BEIJING Liang Guihong is a goodhearted 56-year-old woman who finds homes for abandoned infants. Or she's a leader of a gang that sold abducted babies, some of whom were adopted abroad.
A court in southern China sentenced Liang last month to 15 years in prison after she was convicted, along with an orphanage director and eight others, of selling scores of babies 78 of them last year alone.
Supporters say Liang and the others passed on foundlings to orphanages for free and are victims of a miscarriage of justice prompted by official zeal to stamp out China's black market in abducted or purchased babies.
The case is acutely sensitive for China, where thousands of babies are adopted every year by Americans and other foreigners, and the government wants to assure adoptive parents and its own public that the children are well-treated.
The U.S. Embassy in Beijing says it has asked Chinese officials, who have a respected adoption system, to look into Liang's case and confirm that any babies adopted by Americans were orphaned or abandoned, not abducted or sold.
"It's certainly a nightmare for any adoptive parent to have that seed of doubt," said Meghan Hendy, executive director of the Joint Council on International Children's Services in Alexandria, Va., an association of adoption agencies and parents' groups.

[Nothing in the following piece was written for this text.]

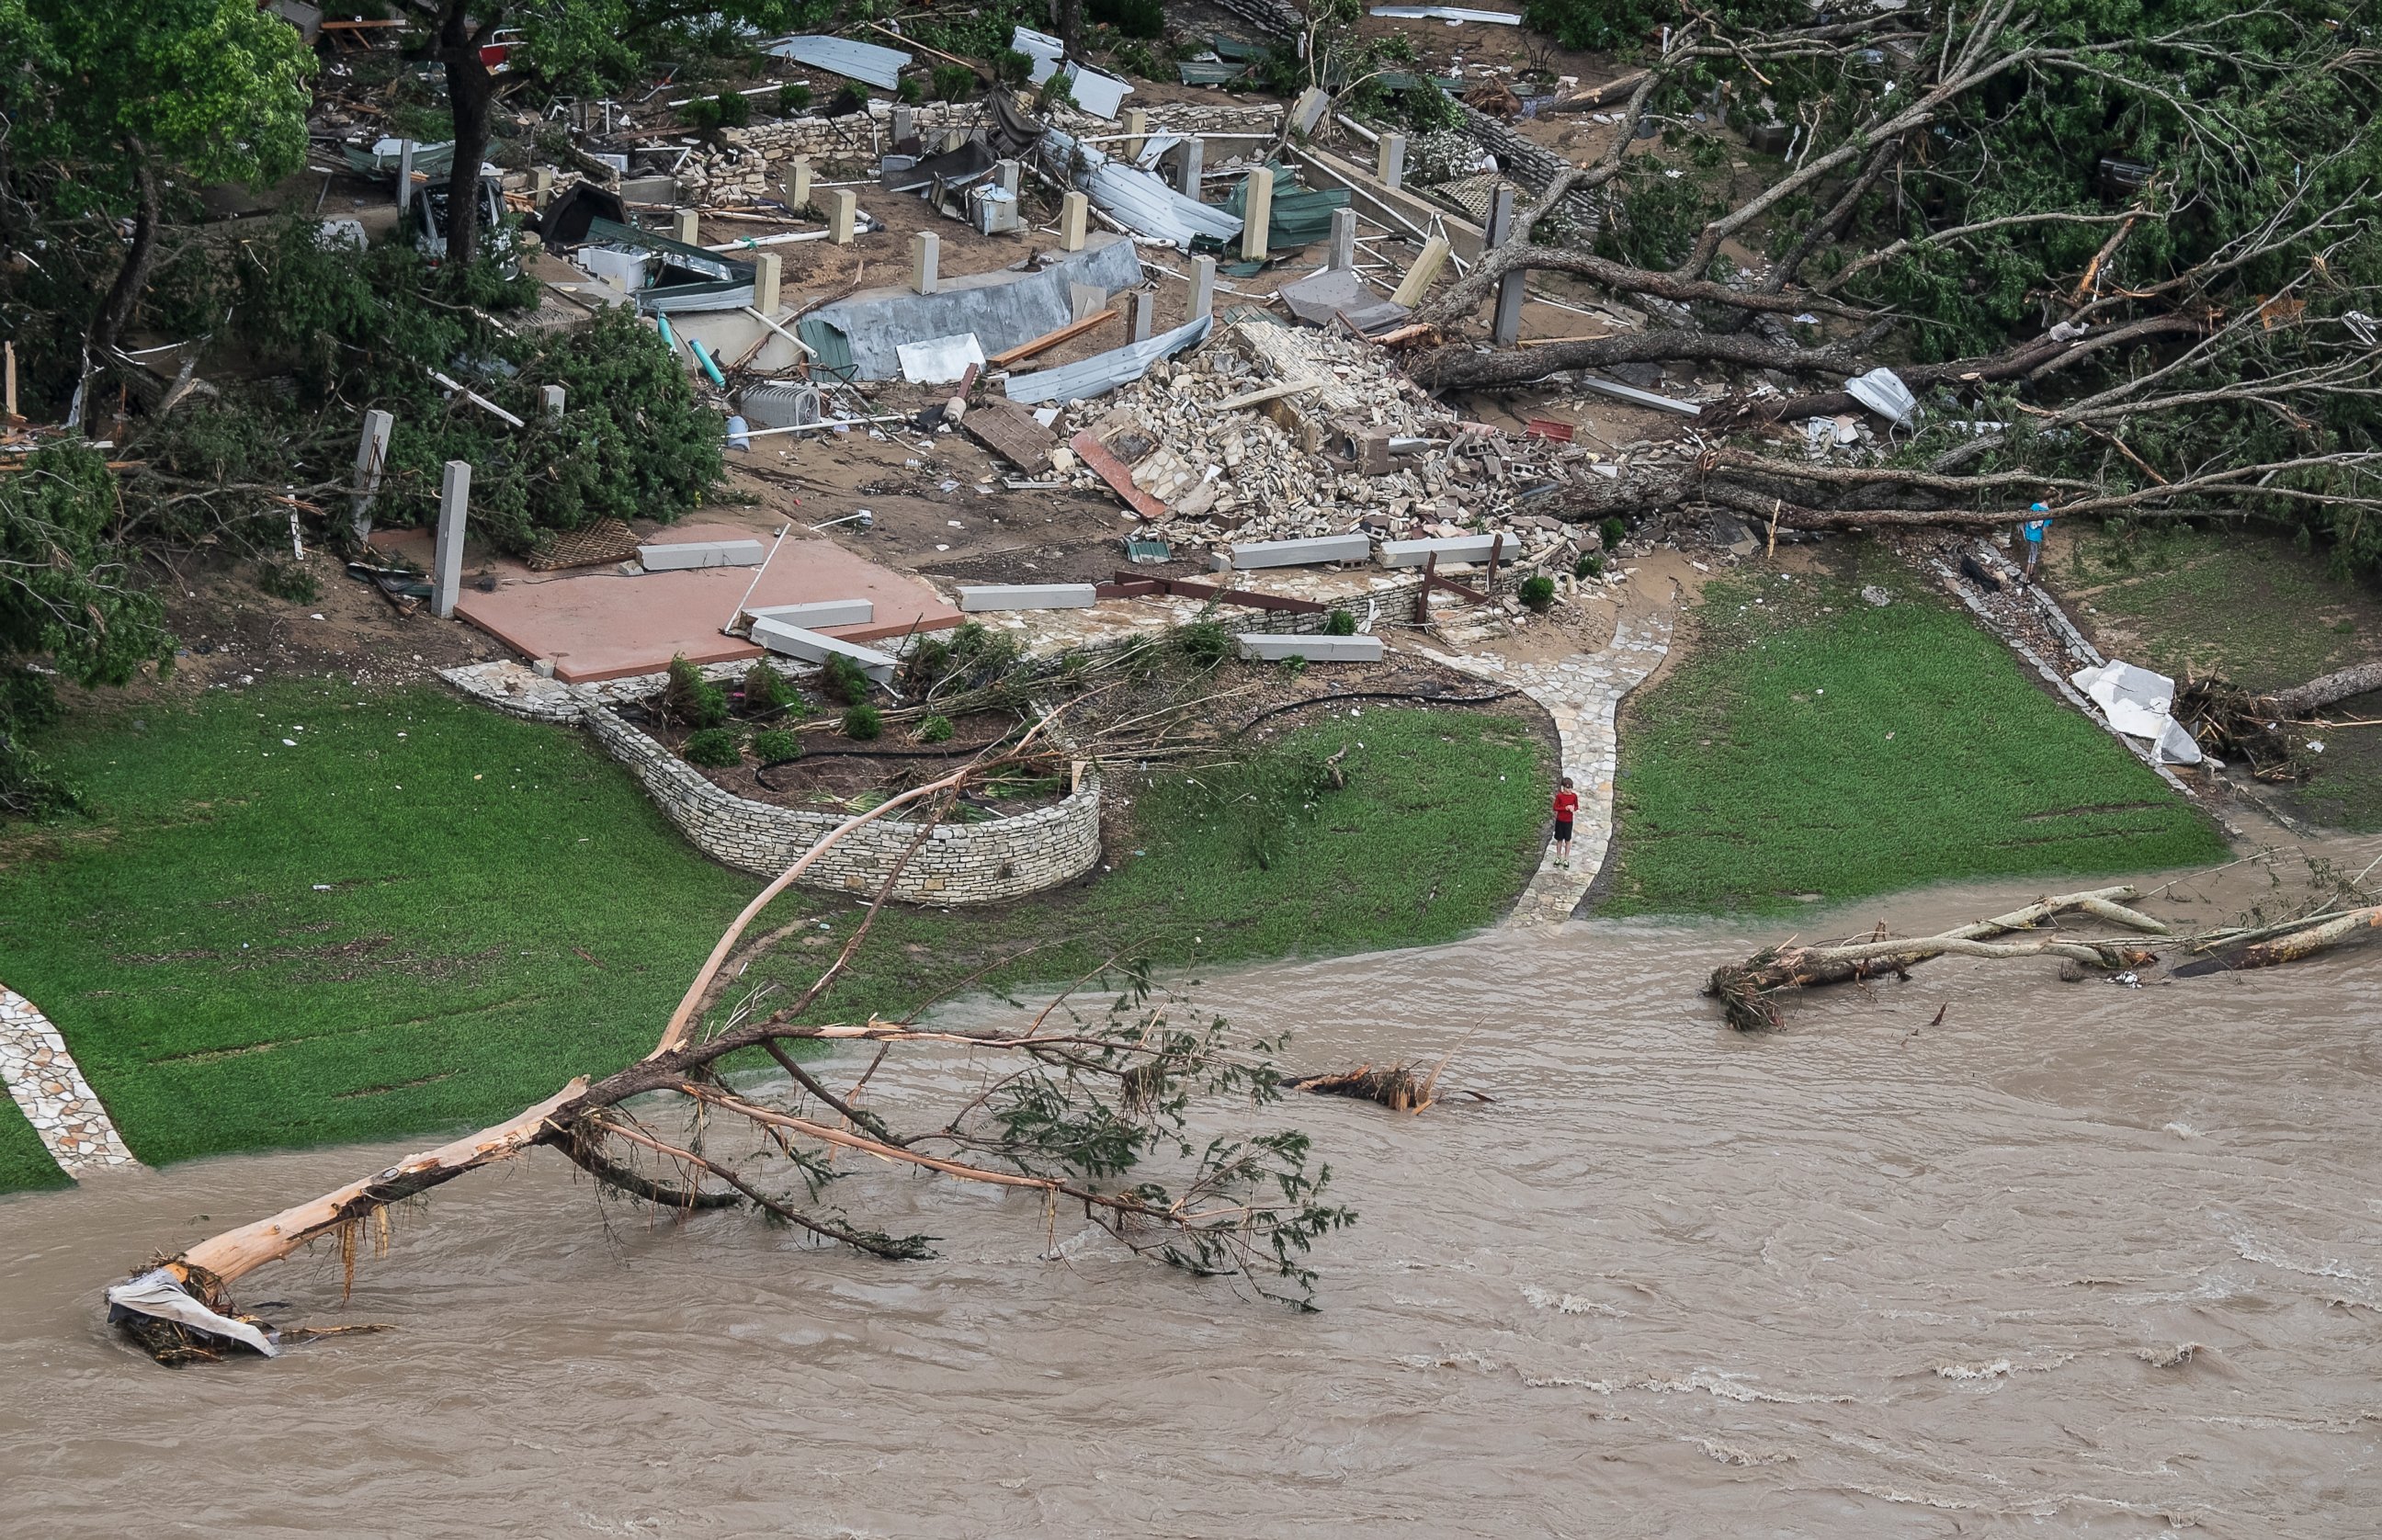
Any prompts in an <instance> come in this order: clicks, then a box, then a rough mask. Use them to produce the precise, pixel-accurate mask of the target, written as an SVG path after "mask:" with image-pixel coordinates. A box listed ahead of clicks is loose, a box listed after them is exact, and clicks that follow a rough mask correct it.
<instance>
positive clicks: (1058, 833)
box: [443, 662, 1100, 907]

"The adoption community wants orphans to find homes, not children who may have had a family that could have taken care of them in their own country," she said.
Thousands of babies are abandoned every year in China. Many are girls given up by couples who, bound by rules that limit most urban families to one child, want to try to have a son. Others are left at orphanages or by the roadside by unmarried mothers or poor families.
The United States is the No. 1 destination for Chinese babies adopted abroad. According to Hendy, Americans adopted a record 7,906 children from China last year, bringing the total since 1989 to 48,504.
At the same time, thousands of Chinese babies also are abducted or bought each year by traffickers and sold to families that want another child, a servant or a future bride for a son.
China's system is meant to ensure that all adoptees are orphaned or abandoned. Foreign parents are matched with children by the government's China Center for Adoption Affairs and are barred from dealing directly with orphanages.